Background: Chronic cough affects approximately 10% of adults. The lack of ICD codes for chronic cough makes it challenging to apply supervised learning methods to predict the characteristics of chronic cough patients, thereby requiring the identification of chronic cough patients by other mechanisms. We developed a deep clustering algorithm with auto-encoder embedding (DCAE) to identify clusters of chronic cough patients based on data from a large cohort of 264,146 patients from the Electronic Medical Records (EMR) system. We constructed features using the diagnosis within the EMR, then built a clustering-oriented loss function directly on embedded features of the deep autoencoder to jointly perform feature refinement and cluster assignment. Lastly, we performed statistical analysis on the identified clusters to characterize the chronic cough patients compared to the non-chronic cough patients.

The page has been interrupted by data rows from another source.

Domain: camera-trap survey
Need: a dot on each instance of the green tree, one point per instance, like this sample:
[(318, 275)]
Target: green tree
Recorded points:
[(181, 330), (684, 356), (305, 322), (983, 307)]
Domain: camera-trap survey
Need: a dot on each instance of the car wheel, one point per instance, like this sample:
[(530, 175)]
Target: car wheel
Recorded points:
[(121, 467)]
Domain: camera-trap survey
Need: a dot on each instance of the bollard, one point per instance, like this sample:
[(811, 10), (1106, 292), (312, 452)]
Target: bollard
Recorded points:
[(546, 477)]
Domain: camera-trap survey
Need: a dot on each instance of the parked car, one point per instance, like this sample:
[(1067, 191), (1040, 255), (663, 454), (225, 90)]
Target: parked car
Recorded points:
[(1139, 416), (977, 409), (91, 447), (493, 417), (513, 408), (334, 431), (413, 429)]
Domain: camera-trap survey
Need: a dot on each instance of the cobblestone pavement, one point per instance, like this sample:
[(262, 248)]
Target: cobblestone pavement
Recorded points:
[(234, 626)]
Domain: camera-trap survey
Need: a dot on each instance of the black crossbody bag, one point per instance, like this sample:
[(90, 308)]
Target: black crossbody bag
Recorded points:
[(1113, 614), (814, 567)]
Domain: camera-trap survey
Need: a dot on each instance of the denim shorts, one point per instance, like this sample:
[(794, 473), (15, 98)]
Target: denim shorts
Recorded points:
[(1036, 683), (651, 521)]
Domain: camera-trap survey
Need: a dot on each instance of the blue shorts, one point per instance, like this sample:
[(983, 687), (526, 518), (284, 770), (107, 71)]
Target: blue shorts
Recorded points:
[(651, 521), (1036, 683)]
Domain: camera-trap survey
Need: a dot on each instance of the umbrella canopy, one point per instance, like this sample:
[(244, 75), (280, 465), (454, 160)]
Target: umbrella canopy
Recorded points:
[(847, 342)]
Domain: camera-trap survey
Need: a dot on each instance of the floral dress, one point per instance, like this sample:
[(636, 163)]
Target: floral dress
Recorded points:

Results: The experimental results show that the DCAE model generated three chronic cough clusters and one non-chronic cough patient cluster. We found various diagnoses, medications, and lab tests highly associated with chronic cough patients by comparing the chronic cough cluster with the non-chronic cough cluster. Comparison of chronic cough clusters demonstrated that certain combinations of medications and diagnoses characterize some chronic cough clusters.
Conclusions: To the best of our knowledge, this study is the first to test the potential of unsupervised deep learning methods for chronic cough investigation, which also shows a great advantage over existing algorithms for patient data clustering.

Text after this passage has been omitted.